There's no type lambda or synonym that would be compatible with H in this position.

^ scala 2 actually instantiates above Given with mismatched variance, but that's just a bug – you can't write out the expansion without an error

Odomontois commented 4 years ago

Such type would collapse very easy. Consider For all A B and X

Const[X, A] <:  Const[X, Any] //  covariance
Const[X, Any] <: Const[X, B]  // contravariance

so we get

Const[X, A] <: Const[X, B]
Const[X, B] <: Const[X, A]

which means

Const[X, A] =:= Const[X, B]

so such type should basically be equivalent to the following

case class Const1[A](a: A)
type Const[A, B] = Const1[A]
neko-kai commented 4 years ago

Another use-case for bivariance: using a type parameter purely to modify the implicit scope, without affecting the compatibility of instances in which only this phantom type parameter is different.

Real-world example: https://github.com/7mind/izumi/pull/1036

Encoding this in Scala 2 requires adding an ugly casting implicit rule, like:

  // emulate bivariance for ModuleMake. The only purpose of the first parameter is to initiate
  // the search in its companion object, otherwise the parameter should be ignored when deciding
  // whether instances are subtypes of each other (aka bivariance)
  @inline implicit final def makeSelf[T <: ModuleBase](implicit T: ModuleMake.Aux[Nothing, T]): ModuleMake[T] =
    T.asInstanceOf[ModuleMake[T]]

To coerce instances with different phantom type parameter.

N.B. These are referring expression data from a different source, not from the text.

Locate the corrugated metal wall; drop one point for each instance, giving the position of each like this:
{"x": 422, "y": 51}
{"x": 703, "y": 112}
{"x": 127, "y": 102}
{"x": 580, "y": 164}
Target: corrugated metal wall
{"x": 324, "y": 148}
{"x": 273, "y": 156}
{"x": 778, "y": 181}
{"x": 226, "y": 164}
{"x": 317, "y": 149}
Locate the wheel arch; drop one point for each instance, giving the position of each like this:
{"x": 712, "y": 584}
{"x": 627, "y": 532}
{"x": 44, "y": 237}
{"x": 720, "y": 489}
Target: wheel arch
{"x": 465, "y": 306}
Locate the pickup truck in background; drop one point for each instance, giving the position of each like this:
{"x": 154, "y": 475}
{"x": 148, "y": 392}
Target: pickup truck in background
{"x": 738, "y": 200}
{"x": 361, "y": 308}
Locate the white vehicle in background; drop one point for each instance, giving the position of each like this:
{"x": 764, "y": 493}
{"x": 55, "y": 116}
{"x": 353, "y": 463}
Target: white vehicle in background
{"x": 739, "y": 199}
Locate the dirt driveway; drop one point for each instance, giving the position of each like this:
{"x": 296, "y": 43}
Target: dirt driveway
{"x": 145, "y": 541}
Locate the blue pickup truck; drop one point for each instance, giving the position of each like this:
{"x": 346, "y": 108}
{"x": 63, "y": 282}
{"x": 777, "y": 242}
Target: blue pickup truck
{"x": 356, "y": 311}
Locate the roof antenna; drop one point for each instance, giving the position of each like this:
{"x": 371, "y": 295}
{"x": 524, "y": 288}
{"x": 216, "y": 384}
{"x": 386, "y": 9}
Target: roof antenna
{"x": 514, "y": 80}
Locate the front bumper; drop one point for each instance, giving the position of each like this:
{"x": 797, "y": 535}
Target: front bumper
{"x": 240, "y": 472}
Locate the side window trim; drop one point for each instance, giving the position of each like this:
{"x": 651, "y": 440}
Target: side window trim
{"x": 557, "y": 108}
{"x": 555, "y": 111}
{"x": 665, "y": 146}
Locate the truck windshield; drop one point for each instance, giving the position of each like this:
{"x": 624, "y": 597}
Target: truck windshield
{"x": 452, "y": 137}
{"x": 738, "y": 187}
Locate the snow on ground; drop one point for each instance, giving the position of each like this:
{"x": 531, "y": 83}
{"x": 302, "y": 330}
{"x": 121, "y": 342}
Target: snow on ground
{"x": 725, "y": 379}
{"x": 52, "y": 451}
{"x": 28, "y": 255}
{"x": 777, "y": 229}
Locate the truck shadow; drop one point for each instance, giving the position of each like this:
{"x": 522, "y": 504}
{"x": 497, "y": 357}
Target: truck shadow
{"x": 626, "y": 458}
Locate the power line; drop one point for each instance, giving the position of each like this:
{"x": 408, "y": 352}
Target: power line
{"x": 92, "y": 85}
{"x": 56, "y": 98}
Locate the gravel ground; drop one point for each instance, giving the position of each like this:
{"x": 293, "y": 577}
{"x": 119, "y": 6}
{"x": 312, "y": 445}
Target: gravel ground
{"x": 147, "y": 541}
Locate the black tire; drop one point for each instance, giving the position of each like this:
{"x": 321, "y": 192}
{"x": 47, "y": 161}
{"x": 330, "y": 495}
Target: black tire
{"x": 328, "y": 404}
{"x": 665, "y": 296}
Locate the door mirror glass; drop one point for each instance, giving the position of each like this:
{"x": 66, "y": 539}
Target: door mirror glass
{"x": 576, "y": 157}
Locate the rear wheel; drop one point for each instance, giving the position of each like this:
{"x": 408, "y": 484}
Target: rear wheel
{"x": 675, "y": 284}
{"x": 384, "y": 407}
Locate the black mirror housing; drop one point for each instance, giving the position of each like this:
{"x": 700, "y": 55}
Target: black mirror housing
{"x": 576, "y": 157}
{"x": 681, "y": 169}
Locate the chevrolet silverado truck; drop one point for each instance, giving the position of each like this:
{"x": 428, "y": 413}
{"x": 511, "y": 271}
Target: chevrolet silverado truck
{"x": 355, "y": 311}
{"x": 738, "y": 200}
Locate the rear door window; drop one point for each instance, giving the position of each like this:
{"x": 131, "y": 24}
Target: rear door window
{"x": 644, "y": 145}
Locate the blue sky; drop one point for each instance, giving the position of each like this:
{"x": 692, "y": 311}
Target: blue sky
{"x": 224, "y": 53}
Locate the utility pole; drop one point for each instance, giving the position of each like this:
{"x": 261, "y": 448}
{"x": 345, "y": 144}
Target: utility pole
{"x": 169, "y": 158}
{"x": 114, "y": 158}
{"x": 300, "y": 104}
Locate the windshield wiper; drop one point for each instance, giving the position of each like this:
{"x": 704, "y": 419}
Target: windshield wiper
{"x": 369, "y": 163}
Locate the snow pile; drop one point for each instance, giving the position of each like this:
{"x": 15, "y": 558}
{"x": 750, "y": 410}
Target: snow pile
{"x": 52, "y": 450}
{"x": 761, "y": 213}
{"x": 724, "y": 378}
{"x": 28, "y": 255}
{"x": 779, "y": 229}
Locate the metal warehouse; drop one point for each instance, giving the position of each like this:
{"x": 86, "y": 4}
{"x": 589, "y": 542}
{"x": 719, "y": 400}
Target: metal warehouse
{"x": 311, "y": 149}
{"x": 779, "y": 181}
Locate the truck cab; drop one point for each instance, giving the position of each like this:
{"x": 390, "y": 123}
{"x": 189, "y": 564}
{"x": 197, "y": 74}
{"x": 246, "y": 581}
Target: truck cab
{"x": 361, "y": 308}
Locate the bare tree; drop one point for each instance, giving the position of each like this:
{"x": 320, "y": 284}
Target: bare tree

neko-kai commented 4 years ago

Another reason for bivariance: no-nonsense polymorphic values. A type with a bivariant parameter X[+-T] is very similar to a polymorphic type forall T. X[T], moreover, it's even more powerful than a polymorphic type, since its instantiation can also be reinstantiated and its polymorphism is transient when its used in parameter position of another variant type.

Moreover, bivariance opens a path to yes-nonsense polymorphic values - A bivariant parameter + @uncheckedVariance allows crafting your own super-polymorphic values.